U.S. bank card purchase volumes rose in the 10% range in the quarter ending Sept. 30, with MasterCard Inc. growing faster than Visa Inc. in debit and Visa gaining faster than MasterCard in credit.
MasterCard on Thursday reported total U.S. credit, charge, and debit card purchase volume of $267 billion, up 9.2% from $244 billion a year earlier. Visa late Wednesday reported U.S. total payment volume of $575 billon for its fourth quarter of fiscal 2013, an increase of 10.3% from $521 billion in fiscal 2012’s last quarter.
Results differed for the two rivals when charge volume is broken down by credit and debit, however. MasterCard gained share in debit, with total U.S. purchase volume hitting $123 billion, up 11.6% from $110 billion in the prior-year quarter, on 3.2 billion transactions, an increase of 13.1%. Issuers added 20 million cards to MasterCard’s U.S. debit card base, bringing it to 150 million, up 15.4%.
The transaction-routing requirements in the Durbin Amendment, a part of 2010’s Dodd-Frank Act, upended the many exclusive relationships Visa had with debit card issuers and shifted considerable volume from Visa’s Interlink PIN-debit network to rivals such as MasterCard’s Maestro and other electronic funds transfer networks. Visa, however, is in no danger of losing its U.S. debit card crown, even though its volume growth rate of 9.6% lagged MasterCard’s. Visa’s $298 billion in debit purchases versus $272 billion a year earlier gave it 70.8% of the bank debit card market, a loss of less than half a percentage point in market share from last year. Debit transactions rose 10.2% to 8.07 billion.
In credit, Visa posted U.S. payment volume of $277 billion, up 11% from $250 billion in fiscal 2012’s last quarter, on 3.32 billion transactions, up 11.6%. MasterCard reported total U.S. credit card purchases of $144 billion, a year-over-year increase of 7.2% from $134 billion, on 1.64 billion transactions, up 4.2%. Based on purchase volumes, Visa commands a hair under 66% of the bank credit card market versus 34% for MasterCard.
Both networks are benefiting from the continued popularity of debit cards with consumers as well as a gradual recovery in credit card volumes, which took a hit in the recession.
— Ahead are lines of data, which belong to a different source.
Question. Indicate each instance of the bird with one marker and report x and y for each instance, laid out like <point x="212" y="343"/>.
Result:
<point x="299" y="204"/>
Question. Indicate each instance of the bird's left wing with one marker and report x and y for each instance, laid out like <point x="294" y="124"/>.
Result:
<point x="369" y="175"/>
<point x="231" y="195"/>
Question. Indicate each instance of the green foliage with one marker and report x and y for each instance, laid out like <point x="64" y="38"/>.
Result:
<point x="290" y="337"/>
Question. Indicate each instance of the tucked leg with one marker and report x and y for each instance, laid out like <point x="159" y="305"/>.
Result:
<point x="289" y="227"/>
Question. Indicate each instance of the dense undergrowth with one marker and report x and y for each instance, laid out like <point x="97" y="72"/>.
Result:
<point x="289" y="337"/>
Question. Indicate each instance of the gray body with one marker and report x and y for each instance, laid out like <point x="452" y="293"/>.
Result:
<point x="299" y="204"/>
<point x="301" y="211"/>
But they’re also spending heavily on volume incentives to buy the loyalty of issuers (which decide which network brands to put on their cards) and merchants and merchant acquirers (which sometimes do promotions that encourage spending on a particular card brand). Visa spent $680 million in the fiscal fourth quarter on worldwide client incentives, up nearly 21% from $563 million a year earlier. MasterCard spent even more, $706 million, up 8.3% from $652 million.
The networks nonetheless reported healthy profits, even though Visa’s quarterly net income fell 28.3% to $1.19 billion from $1.66 billion a year ago in part because it set aside $574 million for income taxes. Visa’s operating revenues, after client incentives are deducted, hit $2.97 billion, up 8.9% from $2.73 billion in fiscal 2012’s fourth quarter.
At MasterCard, third-quarter net income jumped 13.9% to $879 million from last year’s $772 million, on net revenues of $2.22 billion, up 15.6% from $1.92 billion.